OTHELLO — Adjusting for a new elementary school layout, communication, school security and cybersecurity were among the topics discussed at an Othello School Board question-and-answer session Monday evening.
Board chair Rob Simmons said the Q&A grew out of the public comment session at regular school board meetings. District patrons had questions, he said, but the public comment session really isn’t set up to answer them, at least not during the meeting. The Q&A was designed to give board members and school officials time to provide answers.
The district’s impending move to a kindergarten- through-eighth-grade model was the subject of a lot of questions. District patrons asked about reconfiguring the buildings, how the middle school-age kids would be separated from the primary grades, and how much it would cost.
District superintendent Chris Hurst and assistant superintendent Pete Perez said some details are still being worked out. The grade schools are being assessed to see what changes are necessary (counter heights in some classrooms, for example), and Simmons said the board has asked for a list of the changes. In answer to a question about the cost and its effect on taxes, Simmons said the only way property taxes could be increased is through a levy or a bond, either of which would have to be approved by voters.
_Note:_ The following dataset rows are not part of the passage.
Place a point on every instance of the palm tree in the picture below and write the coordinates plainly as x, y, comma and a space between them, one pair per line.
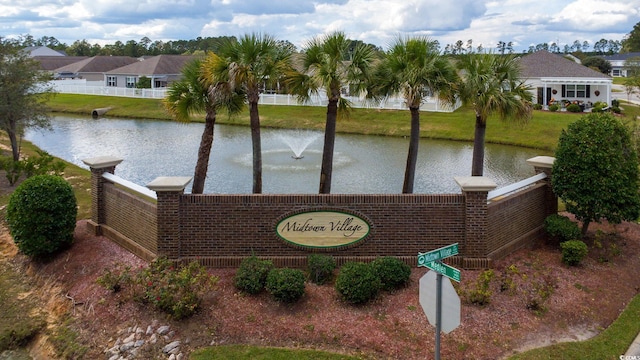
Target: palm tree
491, 84
194, 94
414, 68
330, 63
254, 61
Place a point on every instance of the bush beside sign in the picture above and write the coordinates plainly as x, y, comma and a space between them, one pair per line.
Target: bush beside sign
322, 229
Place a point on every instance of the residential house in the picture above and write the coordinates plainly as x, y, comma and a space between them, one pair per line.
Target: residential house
34, 51
161, 69
94, 68
556, 79
52, 63
618, 62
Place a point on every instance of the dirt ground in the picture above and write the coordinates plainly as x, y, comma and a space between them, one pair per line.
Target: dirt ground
583, 301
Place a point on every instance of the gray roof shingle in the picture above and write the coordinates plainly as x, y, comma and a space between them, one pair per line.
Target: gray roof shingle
157, 65
98, 64
545, 64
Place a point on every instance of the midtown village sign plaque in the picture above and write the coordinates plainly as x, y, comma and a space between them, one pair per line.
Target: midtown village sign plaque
322, 229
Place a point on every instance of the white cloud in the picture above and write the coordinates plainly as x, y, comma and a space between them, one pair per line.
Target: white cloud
486, 22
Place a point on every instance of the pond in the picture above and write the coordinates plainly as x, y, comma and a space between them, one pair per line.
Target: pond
362, 163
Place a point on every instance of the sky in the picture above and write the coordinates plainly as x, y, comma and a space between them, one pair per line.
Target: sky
378, 22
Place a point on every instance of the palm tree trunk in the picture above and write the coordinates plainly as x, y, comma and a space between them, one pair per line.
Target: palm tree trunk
254, 118
477, 162
327, 152
204, 151
15, 148
412, 155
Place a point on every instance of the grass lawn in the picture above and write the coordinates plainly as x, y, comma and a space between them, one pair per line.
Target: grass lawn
609, 344
541, 132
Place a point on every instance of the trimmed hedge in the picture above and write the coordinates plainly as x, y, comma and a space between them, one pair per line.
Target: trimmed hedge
41, 215
286, 285
393, 273
251, 276
357, 283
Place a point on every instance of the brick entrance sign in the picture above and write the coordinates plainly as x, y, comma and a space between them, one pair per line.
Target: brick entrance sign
221, 230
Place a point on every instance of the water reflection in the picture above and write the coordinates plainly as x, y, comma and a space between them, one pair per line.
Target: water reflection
362, 164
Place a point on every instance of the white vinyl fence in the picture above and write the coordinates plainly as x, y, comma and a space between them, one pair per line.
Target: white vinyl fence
81, 86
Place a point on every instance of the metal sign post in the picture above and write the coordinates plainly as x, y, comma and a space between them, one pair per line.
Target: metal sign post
433, 260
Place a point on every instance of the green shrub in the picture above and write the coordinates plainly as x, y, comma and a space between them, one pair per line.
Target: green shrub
357, 283
251, 276
43, 164
598, 106
42, 215
481, 292
320, 268
174, 289
393, 273
561, 228
574, 108
286, 285
573, 251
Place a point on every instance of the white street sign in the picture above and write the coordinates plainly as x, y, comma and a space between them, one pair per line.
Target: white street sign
450, 301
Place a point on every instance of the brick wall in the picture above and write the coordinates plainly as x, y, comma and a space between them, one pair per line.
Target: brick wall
222, 230
516, 221
131, 217
219, 227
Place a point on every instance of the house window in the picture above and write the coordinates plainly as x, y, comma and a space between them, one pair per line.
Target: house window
131, 81
576, 91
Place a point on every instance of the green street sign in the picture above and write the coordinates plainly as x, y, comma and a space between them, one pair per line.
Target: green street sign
444, 269
437, 254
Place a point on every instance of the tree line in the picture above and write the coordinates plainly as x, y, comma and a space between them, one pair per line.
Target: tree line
200, 45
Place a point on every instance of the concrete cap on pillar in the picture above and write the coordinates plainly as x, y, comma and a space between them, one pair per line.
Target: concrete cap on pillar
475, 183
169, 183
542, 161
102, 162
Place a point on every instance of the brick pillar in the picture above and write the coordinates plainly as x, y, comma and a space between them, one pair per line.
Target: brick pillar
98, 166
543, 164
475, 190
169, 191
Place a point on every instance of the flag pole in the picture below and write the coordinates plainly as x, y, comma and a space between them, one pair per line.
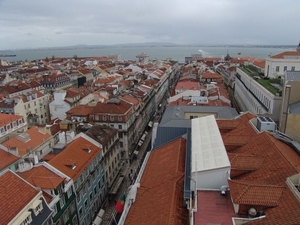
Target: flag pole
115, 217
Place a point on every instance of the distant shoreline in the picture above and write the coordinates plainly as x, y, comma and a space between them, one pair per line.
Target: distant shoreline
145, 45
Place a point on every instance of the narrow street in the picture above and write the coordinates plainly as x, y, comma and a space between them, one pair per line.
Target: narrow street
111, 216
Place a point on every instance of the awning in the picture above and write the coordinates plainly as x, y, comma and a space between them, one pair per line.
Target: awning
143, 137
150, 124
140, 143
116, 186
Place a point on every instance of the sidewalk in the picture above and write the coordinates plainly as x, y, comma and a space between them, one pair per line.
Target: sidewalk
110, 216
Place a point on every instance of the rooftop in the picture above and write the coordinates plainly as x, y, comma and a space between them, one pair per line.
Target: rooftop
272, 85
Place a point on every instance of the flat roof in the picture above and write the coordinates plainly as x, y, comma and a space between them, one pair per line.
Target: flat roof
208, 150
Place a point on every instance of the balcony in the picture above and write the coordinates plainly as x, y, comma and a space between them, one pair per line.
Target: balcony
272, 85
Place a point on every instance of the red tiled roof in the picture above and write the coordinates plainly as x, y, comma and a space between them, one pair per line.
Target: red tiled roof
247, 162
6, 159
255, 194
112, 108
75, 155
8, 118
188, 85
160, 197
15, 194
287, 53
42, 177
209, 75
81, 110
214, 208
260, 180
35, 139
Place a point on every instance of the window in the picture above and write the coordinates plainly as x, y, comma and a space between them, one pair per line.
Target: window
78, 198
27, 220
62, 202
84, 190
69, 192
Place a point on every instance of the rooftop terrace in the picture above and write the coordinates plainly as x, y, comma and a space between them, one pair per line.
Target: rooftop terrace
272, 85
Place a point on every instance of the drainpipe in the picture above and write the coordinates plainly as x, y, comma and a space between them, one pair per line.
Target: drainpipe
285, 105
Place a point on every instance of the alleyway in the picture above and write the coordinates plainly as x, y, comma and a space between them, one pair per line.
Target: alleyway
110, 216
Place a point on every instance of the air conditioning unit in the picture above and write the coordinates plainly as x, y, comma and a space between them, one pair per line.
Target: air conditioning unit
265, 123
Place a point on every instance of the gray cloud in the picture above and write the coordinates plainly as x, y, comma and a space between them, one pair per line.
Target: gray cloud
71, 22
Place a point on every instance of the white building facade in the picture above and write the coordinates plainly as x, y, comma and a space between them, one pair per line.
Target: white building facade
253, 97
286, 61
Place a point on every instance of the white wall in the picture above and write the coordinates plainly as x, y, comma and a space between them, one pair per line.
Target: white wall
270, 66
211, 179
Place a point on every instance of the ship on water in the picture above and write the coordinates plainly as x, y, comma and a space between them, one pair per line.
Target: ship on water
7, 54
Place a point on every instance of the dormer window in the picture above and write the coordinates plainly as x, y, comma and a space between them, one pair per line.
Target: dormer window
37, 207
88, 150
70, 164
27, 220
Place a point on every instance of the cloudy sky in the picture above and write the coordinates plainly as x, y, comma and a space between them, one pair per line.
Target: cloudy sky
39, 23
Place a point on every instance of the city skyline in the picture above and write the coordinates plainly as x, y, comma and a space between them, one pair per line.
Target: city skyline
34, 24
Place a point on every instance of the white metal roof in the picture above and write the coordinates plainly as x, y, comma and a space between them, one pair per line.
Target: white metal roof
208, 150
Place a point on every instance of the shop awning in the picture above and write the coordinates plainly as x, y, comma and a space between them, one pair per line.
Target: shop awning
116, 186
140, 143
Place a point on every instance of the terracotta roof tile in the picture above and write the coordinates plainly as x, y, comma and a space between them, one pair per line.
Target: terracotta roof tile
75, 155
214, 208
264, 185
34, 138
112, 108
159, 199
15, 194
255, 194
8, 118
6, 159
287, 53
42, 177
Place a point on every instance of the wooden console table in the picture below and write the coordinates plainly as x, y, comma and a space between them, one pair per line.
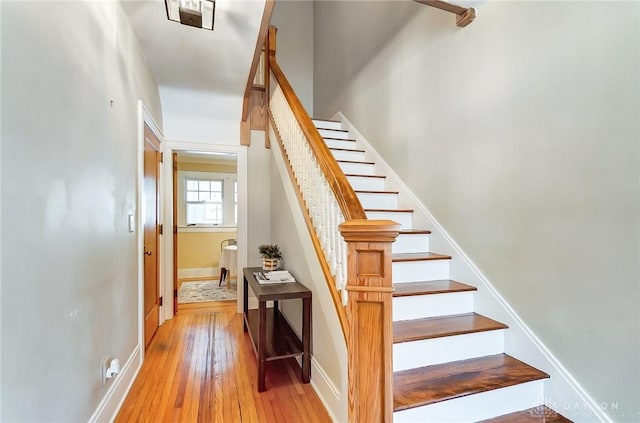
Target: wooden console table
271, 335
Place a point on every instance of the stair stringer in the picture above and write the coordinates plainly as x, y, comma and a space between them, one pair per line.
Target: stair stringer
561, 392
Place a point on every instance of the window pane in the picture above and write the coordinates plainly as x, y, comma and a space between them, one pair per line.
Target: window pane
213, 214
195, 213
216, 186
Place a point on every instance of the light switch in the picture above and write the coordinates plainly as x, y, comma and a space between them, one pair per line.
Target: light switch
132, 223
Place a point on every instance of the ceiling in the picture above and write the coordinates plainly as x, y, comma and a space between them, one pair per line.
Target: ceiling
181, 56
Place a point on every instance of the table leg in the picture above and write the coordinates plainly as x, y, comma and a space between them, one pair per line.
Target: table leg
262, 340
245, 302
222, 274
306, 340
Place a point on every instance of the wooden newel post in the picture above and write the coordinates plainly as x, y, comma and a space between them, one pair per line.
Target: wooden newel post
370, 338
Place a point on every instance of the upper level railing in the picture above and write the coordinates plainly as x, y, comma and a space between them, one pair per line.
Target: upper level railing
464, 15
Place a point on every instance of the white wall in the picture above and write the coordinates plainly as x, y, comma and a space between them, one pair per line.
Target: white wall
294, 20
201, 116
72, 74
520, 134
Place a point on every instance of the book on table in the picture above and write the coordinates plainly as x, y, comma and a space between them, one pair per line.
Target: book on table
275, 276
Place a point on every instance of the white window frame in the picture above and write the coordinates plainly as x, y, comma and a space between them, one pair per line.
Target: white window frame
228, 205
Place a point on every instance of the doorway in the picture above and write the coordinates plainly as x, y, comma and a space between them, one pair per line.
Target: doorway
151, 219
205, 210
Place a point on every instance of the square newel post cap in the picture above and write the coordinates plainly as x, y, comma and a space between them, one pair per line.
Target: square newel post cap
365, 230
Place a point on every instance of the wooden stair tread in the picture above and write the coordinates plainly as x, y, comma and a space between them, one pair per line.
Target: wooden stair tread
441, 326
339, 139
415, 232
441, 382
357, 175
326, 120
376, 192
400, 257
347, 149
390, 210
355, 161
329, 129
443, 286
539, 414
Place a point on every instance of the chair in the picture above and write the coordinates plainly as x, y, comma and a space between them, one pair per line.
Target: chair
224, 259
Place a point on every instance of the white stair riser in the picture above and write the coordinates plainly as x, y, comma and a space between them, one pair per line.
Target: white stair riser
434, 305
357, 168
356, 156
359, 183
340, 144
403, 219
476, 407
327, 125
424, 270
378, 201
411, 243
334, 134
427, 352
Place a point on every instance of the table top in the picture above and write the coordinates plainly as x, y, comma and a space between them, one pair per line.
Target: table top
229, 257
276, 291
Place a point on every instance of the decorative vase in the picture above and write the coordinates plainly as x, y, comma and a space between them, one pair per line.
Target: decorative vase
269, 264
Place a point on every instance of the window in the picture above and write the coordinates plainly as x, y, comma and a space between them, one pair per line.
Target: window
204, 201
207, 199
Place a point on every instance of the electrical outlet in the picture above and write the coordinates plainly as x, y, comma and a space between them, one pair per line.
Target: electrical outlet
103, 370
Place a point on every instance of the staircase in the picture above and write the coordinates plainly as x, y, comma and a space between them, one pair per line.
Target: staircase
449, 362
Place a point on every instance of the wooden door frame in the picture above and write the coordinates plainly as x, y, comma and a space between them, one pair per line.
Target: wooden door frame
242, 230
144, 117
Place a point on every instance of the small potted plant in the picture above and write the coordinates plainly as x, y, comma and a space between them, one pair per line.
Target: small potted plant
271, 255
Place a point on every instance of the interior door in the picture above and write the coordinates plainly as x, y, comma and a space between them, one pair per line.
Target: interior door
174, 158
151, 233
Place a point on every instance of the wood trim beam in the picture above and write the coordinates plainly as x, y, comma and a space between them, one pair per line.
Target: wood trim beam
464, 16
262, 35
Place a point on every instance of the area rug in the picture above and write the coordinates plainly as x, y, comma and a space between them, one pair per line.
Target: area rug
201, 291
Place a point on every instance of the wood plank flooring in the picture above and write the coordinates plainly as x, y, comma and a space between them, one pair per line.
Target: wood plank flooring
200, 367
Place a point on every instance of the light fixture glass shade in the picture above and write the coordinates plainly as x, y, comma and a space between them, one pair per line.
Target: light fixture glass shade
196, 13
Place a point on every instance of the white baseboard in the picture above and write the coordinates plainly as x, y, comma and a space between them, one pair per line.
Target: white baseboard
108, 408
572, 392
325, 389
198, 272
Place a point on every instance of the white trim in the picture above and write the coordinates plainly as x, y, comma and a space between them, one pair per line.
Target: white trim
197, 272
325, 389
550, 359
171, 146
144, 117
218, 229
110, 405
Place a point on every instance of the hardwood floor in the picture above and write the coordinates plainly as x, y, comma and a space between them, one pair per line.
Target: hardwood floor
200, 367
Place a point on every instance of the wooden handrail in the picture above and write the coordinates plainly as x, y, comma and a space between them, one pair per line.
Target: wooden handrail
464, 15
317, 245
345, 196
In answer to a question about separating kids in different grades, Hurst said that is a concern for parents, and there are ways to address that. Some K-8 schools have a staggered start, where kindergarten through second grade classes start earlier than third through fifth grade (or sixth through eighth grade) classes. Different grades can be housed in different parts of the building, and some schools assign staff to keep kids from mixing, among other things, he said.
District officials have started committees to work on different parts of the transition, and community members are invited to join those, Hurst said.
In answer to a question from Sheila Simmons about security, and a possible follow-up to the community meeting on security in March, board member Ken Johnson said the board has discussed a second town meeting. District employees are looking at a lot of school security options and initiatives, Johnson said, and “we want to make sure that they’re prepared to answer all those questions (from the community).” In addition, a group is being founded to help identify kids who might be at risk or in crisis, Johnson said.
Second-grade teacher Robin Cluff asked about cybersecurity. She’s had to change practices in her classroom to ensure kids don’t end up on unsuitable websites, she said. She asked what district officials are doing to enhance security. Perez explained the district is adding new technology, which up until now has been focused on middle school and high school. Currently there’s discussion about counselor training and other options at the grade school level, he said. The key, however, is for school officials and classroom teachers to work with parents, Perez said.